First, in light of the tracking of students which prevailed in the past, the traditional method could be said to have failed thousands of students because those students who were sorted into general and vocational tracks weren’t given the chance to take the higher level math classes in the first place — the instructional method had nothing to do with it.  Also, I don’t know that most students must take advanced math in order to enter the job market. And I don’t think that everyone needs to take Algebra 2 in order to be viable in the job market.

Secondly, while students only had to take two years of math to graduate, and algebra was not a requirement as it is now, many of today’s students entering high school are very weak with fractions, math facts and general problem solving techniques. Many are counting on their fingers to add and rely on calculators for the simplest of multiplication or division problems.  In the days of tracking and weaker graduation requirements, more students entering high school than now had mastery of math facts and procedures including fractions, decimals and percents.
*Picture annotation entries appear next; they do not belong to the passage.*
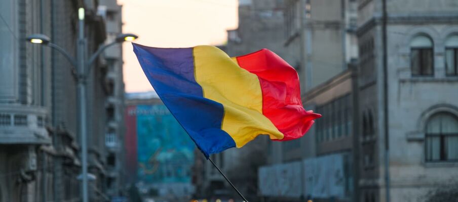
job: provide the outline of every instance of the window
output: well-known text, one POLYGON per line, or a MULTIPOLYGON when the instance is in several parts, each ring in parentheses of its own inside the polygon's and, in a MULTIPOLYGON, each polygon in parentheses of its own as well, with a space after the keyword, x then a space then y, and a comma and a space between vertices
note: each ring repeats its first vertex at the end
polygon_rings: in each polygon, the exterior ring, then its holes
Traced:
POLYGON ((426 125, 426 160, 458 161, 458 119, 440 113, 430 118, 426 125))
POLYGON ((458 76, 458 35, 445 41, 445 70, 448 76, 458 76))
POLYGON ((410 65, 412 75, 434 74, 433 42, 428 37, 419 35, 410 42, 410 65))

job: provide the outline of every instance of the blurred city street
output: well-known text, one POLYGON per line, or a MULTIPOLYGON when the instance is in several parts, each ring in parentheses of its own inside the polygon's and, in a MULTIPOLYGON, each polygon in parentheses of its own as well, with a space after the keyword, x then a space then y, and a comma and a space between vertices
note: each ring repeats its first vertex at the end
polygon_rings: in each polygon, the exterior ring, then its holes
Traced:
POLYGON ((458 202, 458 0, 0 0, 0 202, 458 202), (210 161, 132 43, 267 48, 322 117, 210 161))

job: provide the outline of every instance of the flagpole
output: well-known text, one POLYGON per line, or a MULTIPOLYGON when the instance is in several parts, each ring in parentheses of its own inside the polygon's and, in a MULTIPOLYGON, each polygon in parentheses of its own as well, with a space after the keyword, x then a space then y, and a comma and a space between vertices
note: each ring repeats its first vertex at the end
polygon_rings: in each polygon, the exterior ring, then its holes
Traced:
POLYGON ((229 184, 230 184, 231 186, 232 186, 232 188, 234 188, 234 189, 237 192, 237 193, 238 193, 239 195, 240 195, 240 197, 241 197, 243 199, 245 202, 248 202, 248 200, 245 198, 245 196, 244 196, 243 195, 242 195, 242 193, 240 193, 240 192, 239 191, 239 190, 237 189, 237 188, 236 188, 235 186, 234 186, 234 184, 232 184, 232 182, 231 182, 231 181, 229 180, 229 179, 227 179, 227 177, 226 177, 224 174, 222 173, 222 171, 221 171, 219 168, 218 167, 218 166, 216 166, 216 164, 215 164, 215 163, 213 163, 213 161, 211 160, 211 159, 209 157, 208 160, 210 161, 210 162, 211 162, 212 164, 213 164, 213 166, 215 166, 215 168, 216 168, 216 169, 218 170, 218 171, 219 171, 219 173, 221 173, 221 175, 224 177, 224 179, 226 179, 226 181, 227 181, 227 182, 229 182, 229 184))

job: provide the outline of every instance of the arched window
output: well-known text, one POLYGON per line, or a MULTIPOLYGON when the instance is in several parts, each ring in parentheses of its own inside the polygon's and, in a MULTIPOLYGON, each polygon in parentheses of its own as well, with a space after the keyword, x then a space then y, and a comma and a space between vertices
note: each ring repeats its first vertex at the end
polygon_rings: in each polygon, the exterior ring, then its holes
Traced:
POLYGON ((451 114, 433 115, 426 125, 426 160, 458 161, 458 119, 451 114))
POLYGON ((445 72, 448 76, 458 76, 458 34, 445 41, 445 72))
POLYGON ((434 74, 433 41, 425 35, 418 35, 410 42, 410 65, 412 75, 434 74))

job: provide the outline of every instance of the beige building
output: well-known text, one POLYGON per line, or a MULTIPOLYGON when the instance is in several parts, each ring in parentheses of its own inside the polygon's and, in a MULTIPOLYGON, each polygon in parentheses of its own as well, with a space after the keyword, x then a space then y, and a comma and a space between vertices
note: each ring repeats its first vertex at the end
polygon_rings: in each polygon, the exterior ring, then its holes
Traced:
POLYGON ((430 201, 444 187, 456 191, 456 3, 358 2, 360 201, 430 201))
POLYGON ((284 46, 295 53, 306 92, 347 69, 358 56, 354 0, 285 0, 284 46))

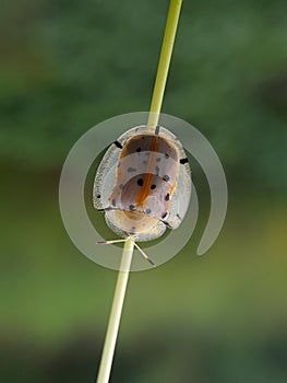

Some blame the “changing demographics” on the decrease in proficiency, but this overlooks variables like poor curriculum and the reform-based approach to math which views memorization “workarounds” as deep understanding. Also frequently overlooked is the fact that students in low income families who make up the “changing demographic” cited in such arguments do not have access to tutoring or learning centers, while students in more affluent areas are not held hostage — dare I say “tracked”? — to poor curricula and dubious pedagogical practices.

Teachers use a combination of reform- and tradition-based methods so we are all saying the same things and there’s no point in making such distinctions.

I do not think that I am alone in drawing a distinction between reform and traditional modes of math teaching. While traditional math can be taught properly as well as badly, I believe that poor teaching is inherent in most if not all reform math programs. I base this on having seen good teachers required to follow programs that present content poorly, lack a coherent logical sequence and rely on questionable pedagogies.

I would like to see studies conducted to document how U.S. students who do well in math and science and pursue STEM majors and careers are learning math. The chances are fairly good that such investigations would show that in K-8, many students are getting support at home, from tutors, or from the many learning centers that are springing up all over the U.S. at rapid rates. Since tutors and learning centers (and parents) tend to use traditional methods for teaching math, I somehow doubt that the clientele are exceptions to some ill-defined rule.  In my view, as well as the view of many parents and teachers I’ve met, there are few exceptions to the educational damage reform math programs have caused, even when such programs are taught “well.”

In summary…

People may choose to use the information I’ve presented here — or persist in ignoring it. I don’t expect that I’ve changed anyone’s mind about anything, but I am always hopeful. that there are some exceptions.